NEW YORK, Nov. 12 -- China's efforts in fighting poverty over the past decades has been "a huge success" amid the sustained growth in the country driven by reform and opening-up, a U.S. development economist and Nobel laureate has said.
"China has experimented a lot to find ways to improve economic development and to reduce poverty, and in that process, it's been very successful," Michael Kremer, a Harvard professor whose research examines education and health in developing countries, immigration and globalization, told Xinhua in a recent interview.
A decentralized approach "combined with appropriate incentives has been a powerful ingredient behind China's success in fighting poverty," said Kremer, who received the 2019 Nobel Prize in Economics, together with MIT professors Esther Duflo and Abhijit Banerjee for their "experimental approach to alleviating global poverty."
Another element behind China's success in poverty relief "is the process of experimentation," in which new policies are often introduced in a particular region before being spread more broadly, according to him.
China has made historic achievements in fighting poverty, making the country a major contributor to the world's poverty reduction endeavors.
Since the founding of the People's Republic of China in 1949, it has lifted over 800 million people out of poverty, which represent over 70 percent of global poverty reduction.
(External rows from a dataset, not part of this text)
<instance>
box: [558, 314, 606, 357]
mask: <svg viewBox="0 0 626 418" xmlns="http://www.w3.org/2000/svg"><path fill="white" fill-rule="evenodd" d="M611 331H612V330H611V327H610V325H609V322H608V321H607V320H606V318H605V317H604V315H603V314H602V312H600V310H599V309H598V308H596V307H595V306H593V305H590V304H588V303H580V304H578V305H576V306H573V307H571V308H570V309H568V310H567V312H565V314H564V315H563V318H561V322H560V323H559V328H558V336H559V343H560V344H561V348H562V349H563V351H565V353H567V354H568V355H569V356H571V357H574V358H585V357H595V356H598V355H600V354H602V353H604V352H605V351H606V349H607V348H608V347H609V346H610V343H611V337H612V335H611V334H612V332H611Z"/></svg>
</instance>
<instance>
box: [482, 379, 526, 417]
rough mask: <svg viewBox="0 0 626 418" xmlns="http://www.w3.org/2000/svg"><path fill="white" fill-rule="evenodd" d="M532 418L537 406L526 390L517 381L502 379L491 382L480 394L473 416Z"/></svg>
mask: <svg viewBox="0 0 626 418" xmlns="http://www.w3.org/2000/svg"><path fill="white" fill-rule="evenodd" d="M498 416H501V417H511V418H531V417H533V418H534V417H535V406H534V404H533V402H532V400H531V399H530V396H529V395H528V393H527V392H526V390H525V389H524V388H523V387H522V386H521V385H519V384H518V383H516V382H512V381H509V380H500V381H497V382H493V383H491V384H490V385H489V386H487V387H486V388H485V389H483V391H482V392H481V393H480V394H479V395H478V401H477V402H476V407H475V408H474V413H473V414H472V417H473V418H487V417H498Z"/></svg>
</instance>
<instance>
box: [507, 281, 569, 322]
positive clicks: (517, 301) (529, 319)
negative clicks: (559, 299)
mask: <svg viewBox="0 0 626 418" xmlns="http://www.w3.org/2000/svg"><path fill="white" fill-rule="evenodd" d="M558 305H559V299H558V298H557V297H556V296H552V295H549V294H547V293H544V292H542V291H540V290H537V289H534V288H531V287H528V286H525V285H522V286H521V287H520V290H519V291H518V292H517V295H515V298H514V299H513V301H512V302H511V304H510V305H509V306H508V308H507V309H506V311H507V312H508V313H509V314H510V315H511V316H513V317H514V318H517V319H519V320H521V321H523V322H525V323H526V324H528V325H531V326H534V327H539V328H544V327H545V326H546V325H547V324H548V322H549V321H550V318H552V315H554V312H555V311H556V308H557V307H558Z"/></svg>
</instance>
A whole set of reforms and openness are important drivers for China's robust growth for decades, the development economist said.
"One of the things that's particularly amazing about China is not only the extremely high growth rates, but those have been sustained for four decades ... So that type of consistent growth is very rare," said Kremer, highlighting the country's principle of trying to get economic growth through openness and its overall economic reform.
The Nobel laureate noted that the country's attention to a social safety net is "very valuable."
As China has grown, the country is trying to address the problem of individuals who are poor for a variety of reasons and tries to provide a social safety net, whether that's through education system, healthcare system or pensions, said Kremer.
The development economist said it is a long and arduous task to ease poverty and improve people's well-being.
"In China's case, there's the added dimension of the huge migration that leaves so many elderly people separated from their families," Kremer said.
"So devising ways not just to address the economic needs of the elderly, but also the broader health needs and the social needs, is going to be a very important challenge for China going forward," he said, noting the country's approach of trying to be open and trying to experiment is conducive to addressing the challenges.
China still had 16.6 million rural people living below the national poverty line at the end of 2018, with more than half of them living in the country's less-developed western region.
The country aims to wipe out extreme poverty by 2020, 10 years earlier than the deadline set by the United Nations in its 2030 Agenda for Sustainable Development and its 17 Sustainable Development Goals.